The Treasury’s pay czar, or “special master,” was tasked with limiting “excessive” pay at companies the government bailed out using taxpayer money during the financial crisis.
But the Office of the Special Master did not follow the rules it had set for compensation, instead letting companies define pay themselves, according to a report by the inspector general for the government’s bailout program.
In 2012, the pay czar acceded to company requests in approving multi-million dollar pay packages and pay hikes for top executives at General Motors, AIG and Ally Financial.
The pay czar approved all 18 pay raises requested by the companies, for a total of $6.2 million, and approved pay packages of at least $1 million for 68 of the 69 employees at the companies it was overseeing, the report found.
“While taxpayers struggle to overcome the recent financial crisis and look to the U.S. government to put a lid on compensation for executives of firms whose missteps nearly crippled the U.S. financial system, the U.S. Department of the Treasury continues to allow excessive executive pay,” the report said.
Special Inspector General Christy Romero said it was not surprising companies asked for large pay packages and higher pay. “But what we saw in 2012 that is somewhat different than prior years is that this time the companies pushed back on pay, but they seemed to have met no resistance,” she said in an interview.
Romero is tasked with overseeing the government’s Troubled Asset Relief Program or TARP, which pumped $68 billion into AIG, $50 billion in GM and $17 billion in Ally Financial, among others, to save them from collapse during the 2007-2009 crisis.
In December, the Treasury sold the last of its common stock in AIG and said it plans to sell its remaining shares in automaker GM in the next year or so, leaving Ally as the last major company that still owes the government under TARP.
The acting pay czar, Patricia Geoghegan, said her office achieved its mission, cutting average cash compensation for the top 25 executives at bailed-out companies from what they were getting prior to the TARP bailout.

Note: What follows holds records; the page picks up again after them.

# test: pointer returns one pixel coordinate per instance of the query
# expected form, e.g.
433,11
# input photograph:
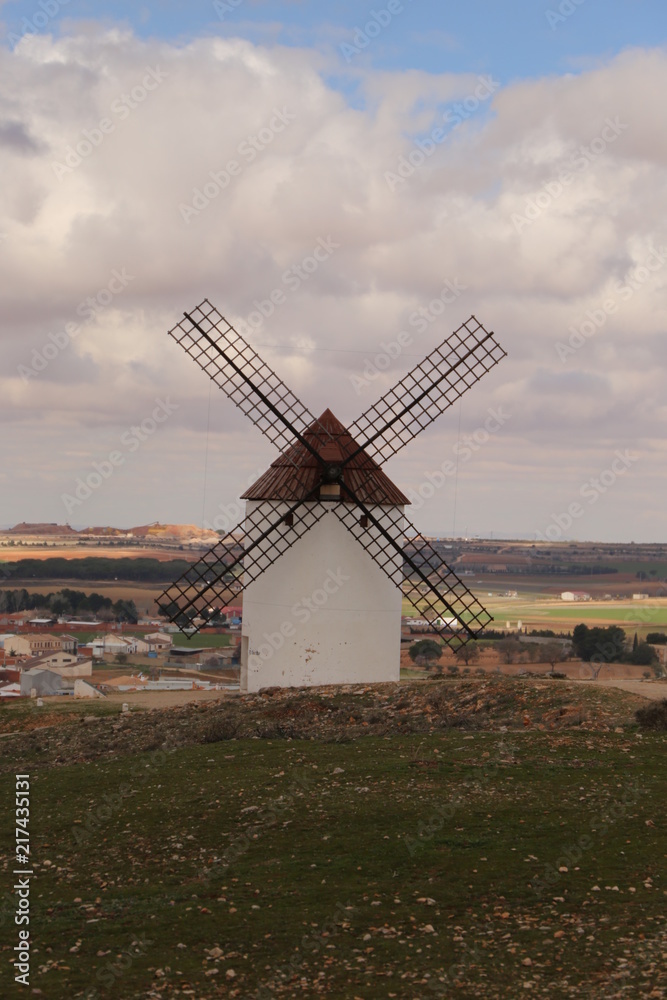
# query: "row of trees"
427,652
68,602
610,645
595,646
97,568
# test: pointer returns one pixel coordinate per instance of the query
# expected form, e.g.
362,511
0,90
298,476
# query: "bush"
219,729
642,655
425,652
653,716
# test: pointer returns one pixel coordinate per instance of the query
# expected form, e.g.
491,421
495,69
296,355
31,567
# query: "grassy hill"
480,838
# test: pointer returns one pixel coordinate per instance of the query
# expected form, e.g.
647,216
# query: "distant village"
42,657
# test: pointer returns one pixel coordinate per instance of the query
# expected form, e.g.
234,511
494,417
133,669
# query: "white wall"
351,631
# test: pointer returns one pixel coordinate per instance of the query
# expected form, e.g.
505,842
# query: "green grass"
457,838
636,611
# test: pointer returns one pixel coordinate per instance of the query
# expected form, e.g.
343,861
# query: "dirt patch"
331,714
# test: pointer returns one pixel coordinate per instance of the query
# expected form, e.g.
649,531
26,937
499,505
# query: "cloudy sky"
502,160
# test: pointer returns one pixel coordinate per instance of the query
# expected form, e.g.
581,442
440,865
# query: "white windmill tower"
328,609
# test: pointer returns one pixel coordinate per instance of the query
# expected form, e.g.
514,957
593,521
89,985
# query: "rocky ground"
336,714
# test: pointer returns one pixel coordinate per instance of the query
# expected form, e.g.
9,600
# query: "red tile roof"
284,481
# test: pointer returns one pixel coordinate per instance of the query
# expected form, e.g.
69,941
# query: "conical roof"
296,473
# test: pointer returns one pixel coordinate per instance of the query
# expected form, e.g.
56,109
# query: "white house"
62,663
160,641
324,612
114,644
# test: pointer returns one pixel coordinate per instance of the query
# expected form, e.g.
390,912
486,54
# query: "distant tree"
599,645
642,655
126,611
468,653
508,649
426,652
552,653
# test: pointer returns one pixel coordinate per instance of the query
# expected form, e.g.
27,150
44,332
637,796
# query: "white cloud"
323,175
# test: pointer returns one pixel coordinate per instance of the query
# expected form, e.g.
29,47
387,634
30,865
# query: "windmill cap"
295,474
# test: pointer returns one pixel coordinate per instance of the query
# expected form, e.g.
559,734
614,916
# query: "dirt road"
652,690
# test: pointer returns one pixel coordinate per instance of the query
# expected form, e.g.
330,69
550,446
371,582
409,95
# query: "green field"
628,612
451,864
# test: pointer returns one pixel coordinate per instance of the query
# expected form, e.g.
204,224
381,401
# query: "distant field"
143,594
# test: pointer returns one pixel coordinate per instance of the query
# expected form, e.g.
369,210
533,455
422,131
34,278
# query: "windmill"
328,609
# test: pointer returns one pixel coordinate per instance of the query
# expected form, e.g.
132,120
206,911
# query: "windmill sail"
427,391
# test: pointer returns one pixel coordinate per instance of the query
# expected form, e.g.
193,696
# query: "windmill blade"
432,587
239,371
227,568
427,391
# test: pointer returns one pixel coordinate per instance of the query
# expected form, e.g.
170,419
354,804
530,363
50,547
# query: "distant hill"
41,529
156,531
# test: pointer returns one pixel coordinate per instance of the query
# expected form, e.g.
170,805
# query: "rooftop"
296,473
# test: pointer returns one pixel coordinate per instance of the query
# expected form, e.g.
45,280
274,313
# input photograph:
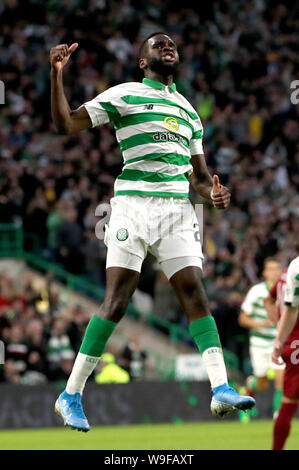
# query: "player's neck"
166,80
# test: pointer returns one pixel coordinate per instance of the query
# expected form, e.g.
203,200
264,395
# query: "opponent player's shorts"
166,227
291,375
261,361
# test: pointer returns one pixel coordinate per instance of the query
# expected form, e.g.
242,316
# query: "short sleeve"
103,108
196,140
292,285
247,305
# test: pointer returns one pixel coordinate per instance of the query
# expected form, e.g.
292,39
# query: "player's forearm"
287,324
61,113
202,184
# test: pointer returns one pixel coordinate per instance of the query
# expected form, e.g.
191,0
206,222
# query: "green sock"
276,400
96,336
205,334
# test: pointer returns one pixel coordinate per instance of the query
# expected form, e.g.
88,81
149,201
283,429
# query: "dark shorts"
291,376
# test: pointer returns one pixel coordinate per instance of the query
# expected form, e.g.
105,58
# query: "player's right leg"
121,284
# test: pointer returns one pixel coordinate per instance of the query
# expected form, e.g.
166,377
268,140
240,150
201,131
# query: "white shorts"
261,361
165,227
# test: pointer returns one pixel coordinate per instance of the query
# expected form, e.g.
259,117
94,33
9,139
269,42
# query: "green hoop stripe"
172,158
260,335
133,192
140,118
197,135
111,110
132,99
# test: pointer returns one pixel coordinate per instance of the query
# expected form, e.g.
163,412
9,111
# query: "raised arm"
205,185
66,121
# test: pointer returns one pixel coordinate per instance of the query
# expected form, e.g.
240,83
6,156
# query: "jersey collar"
157,85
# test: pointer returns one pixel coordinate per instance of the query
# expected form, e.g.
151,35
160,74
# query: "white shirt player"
158,131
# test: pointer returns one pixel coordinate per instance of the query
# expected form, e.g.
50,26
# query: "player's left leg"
187,284
277,397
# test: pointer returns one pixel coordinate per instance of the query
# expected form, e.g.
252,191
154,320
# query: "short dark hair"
143,47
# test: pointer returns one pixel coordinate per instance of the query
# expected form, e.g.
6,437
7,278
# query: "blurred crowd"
238,60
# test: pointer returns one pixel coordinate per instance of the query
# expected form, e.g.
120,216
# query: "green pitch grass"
222,435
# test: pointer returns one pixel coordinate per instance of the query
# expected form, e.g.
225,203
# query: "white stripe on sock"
215,366
84,365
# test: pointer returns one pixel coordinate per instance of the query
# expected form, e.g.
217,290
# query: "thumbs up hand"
220,195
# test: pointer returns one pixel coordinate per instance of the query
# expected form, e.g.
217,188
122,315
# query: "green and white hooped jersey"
253,305
158,131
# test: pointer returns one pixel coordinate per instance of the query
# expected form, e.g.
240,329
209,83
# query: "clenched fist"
59,55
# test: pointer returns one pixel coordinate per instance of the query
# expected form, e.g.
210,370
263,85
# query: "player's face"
161,55
272,272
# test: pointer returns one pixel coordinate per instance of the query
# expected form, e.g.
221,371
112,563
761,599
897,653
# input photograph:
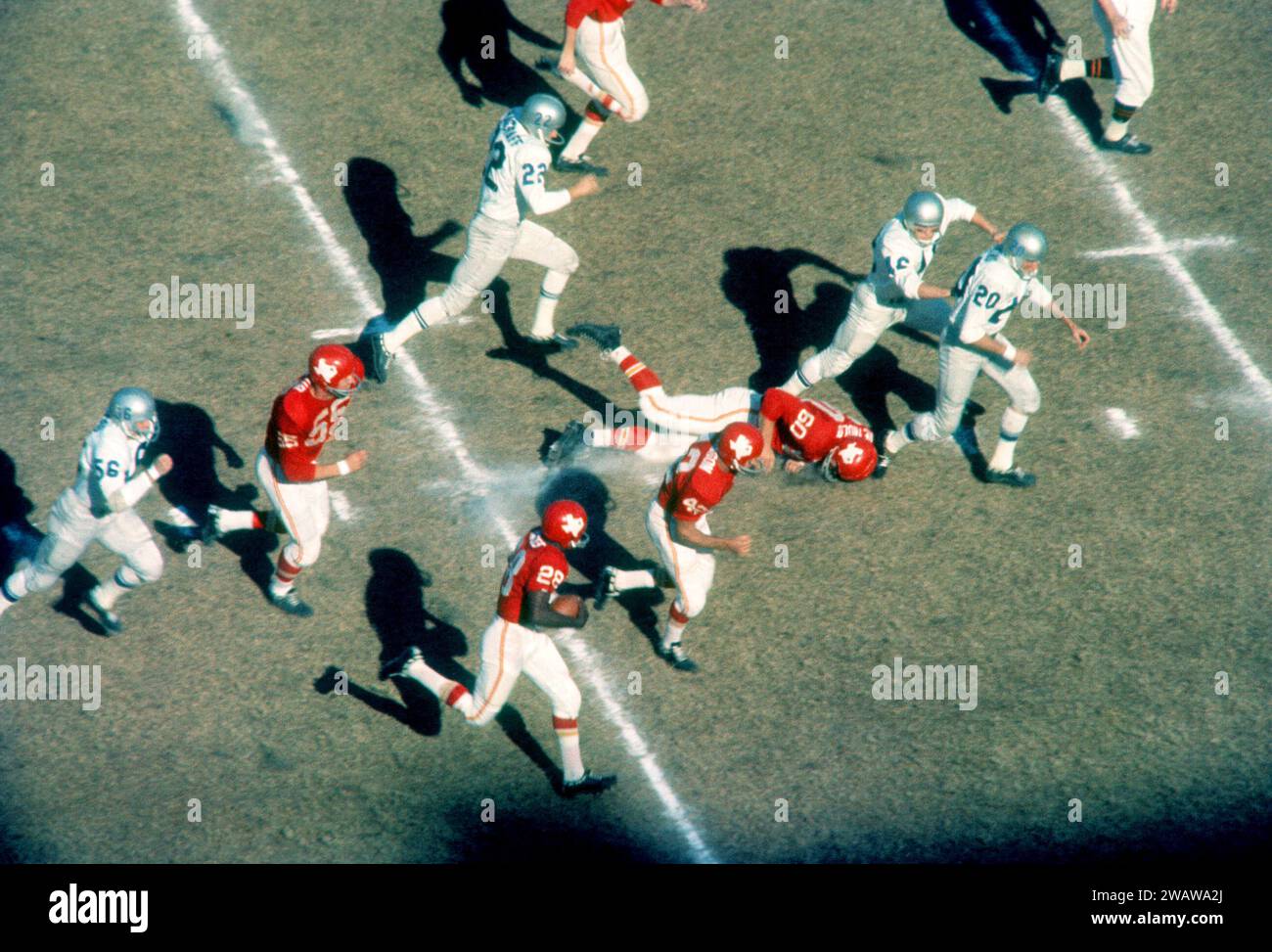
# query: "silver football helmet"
923,210
134,409
543,114
1024,242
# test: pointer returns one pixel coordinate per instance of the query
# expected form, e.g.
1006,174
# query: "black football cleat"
556,340
1128,144
674,656
1014,476
588,783
381,358
605,337
110,620
292,605
567,445
397,664
581,165
1050,76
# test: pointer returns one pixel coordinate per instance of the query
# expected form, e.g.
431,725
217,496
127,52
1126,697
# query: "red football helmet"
850,461
565,521
739,445
336,369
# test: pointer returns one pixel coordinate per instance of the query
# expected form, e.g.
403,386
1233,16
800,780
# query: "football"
568,605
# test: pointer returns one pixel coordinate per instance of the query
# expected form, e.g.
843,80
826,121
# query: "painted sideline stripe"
1165,249
1201,309
255,131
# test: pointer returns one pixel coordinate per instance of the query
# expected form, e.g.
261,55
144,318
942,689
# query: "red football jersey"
601,11
695,483
299,427
535,566
808,430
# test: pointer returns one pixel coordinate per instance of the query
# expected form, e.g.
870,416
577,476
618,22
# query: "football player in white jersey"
894,289
100,508
987,292
513,187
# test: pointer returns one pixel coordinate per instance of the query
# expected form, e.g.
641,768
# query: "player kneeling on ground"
677,521
513,643
987,292
304,417
100,508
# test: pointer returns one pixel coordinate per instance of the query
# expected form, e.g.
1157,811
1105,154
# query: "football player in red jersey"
304,417
802,431
677,521
513,643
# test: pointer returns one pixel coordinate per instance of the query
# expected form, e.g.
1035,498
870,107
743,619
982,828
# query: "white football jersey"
899,261
516,170
107,461
987,293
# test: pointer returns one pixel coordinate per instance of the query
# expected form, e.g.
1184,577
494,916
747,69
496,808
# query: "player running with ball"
513,186
514,644
974,342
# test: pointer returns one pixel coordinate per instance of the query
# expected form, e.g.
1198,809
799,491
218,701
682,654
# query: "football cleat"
567,445
606,588
556,340
292,605
381,358
397,664
1014,476
605,337
1128,144
109,618
674,656
583,165
1050,76
588,783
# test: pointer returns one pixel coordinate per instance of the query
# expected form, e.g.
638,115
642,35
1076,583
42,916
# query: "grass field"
757,174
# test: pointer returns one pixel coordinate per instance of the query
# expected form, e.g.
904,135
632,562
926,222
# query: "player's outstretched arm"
539,612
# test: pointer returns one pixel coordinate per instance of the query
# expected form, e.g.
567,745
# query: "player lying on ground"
98,508
512,187
987,292
1128,62
594,29
304,417
677,521
801,431
513,644
894,289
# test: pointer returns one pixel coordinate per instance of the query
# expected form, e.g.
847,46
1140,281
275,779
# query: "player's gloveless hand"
588,185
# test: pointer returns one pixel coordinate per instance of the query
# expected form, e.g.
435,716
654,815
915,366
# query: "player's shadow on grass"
477,36
395,610
20,540
758,283
602,549
190,436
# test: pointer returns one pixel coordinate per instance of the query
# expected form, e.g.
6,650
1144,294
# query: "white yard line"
255,131
1200,307
1166,249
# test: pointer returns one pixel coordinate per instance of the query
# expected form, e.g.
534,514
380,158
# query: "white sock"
1013,424
581,139
1071,68
897,439
554,283
636,578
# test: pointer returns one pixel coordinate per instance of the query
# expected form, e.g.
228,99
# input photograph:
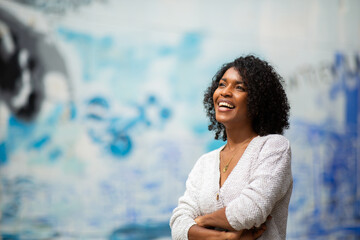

In 2011 and 2012, the office also froze pay for the chief executives of General Motors, AIG, and Ally Financial.
But last year, Romero’s office found pressure from financial institutions undermined efforts to limit executive pay at bailed-out companies, especially as some Treasury officials were more concerned with getting TARP funds back than in limiting pay.
Romero said the situation has worsened since then. Contrary to recommendations the inspector general made last year, the pay czar’s office has not developed procedures for how to decide compensation or when to determine high salaries are warranted.
“Without developing some criteria … Treasury put itself in a position of essentially letting the companies drive what pay Treasury was approving,” she said.
Under the rules governing pay for TARP recipients, cash salaries are supposed to rarely exceed $500,000. But in 2012, 70 percent of the top executives at TARP recipients overseen by the government had cash salaries of $500,000 or more, a number that has quadrupled since 2009, the report said. Ninety-four percent got cash compensation of $450,000 or more.
Romero said in one situation, the Treasury approved a pay raise of $50,000 for one GM employee because the company wanted to “do a little extra for him.”
“This shows the complete lack of appreciation that GM has for the fact that they’re owned by taxpayers, and that Americans are in tight budgets and don’t have any extra (funds),” she said.
In another case, the pay czar approved a $200,000 pay raise for an employee of Residential Capital LLC, the bankrupt mortgage lending unit of Ally, despite knowing the unit was about to go bankrupt.
Romero said the government’s pay curbs were unlikely to have a lasting impact.
The report found it likely AIG will return to its “past practices” in setting high executive compensation now that it has repaid the government’s TARP funds.
“The responsibility shifts to the Federal Reserve Board to ensure that AIG does not encourage excessive risk taking through compensation,” the report said.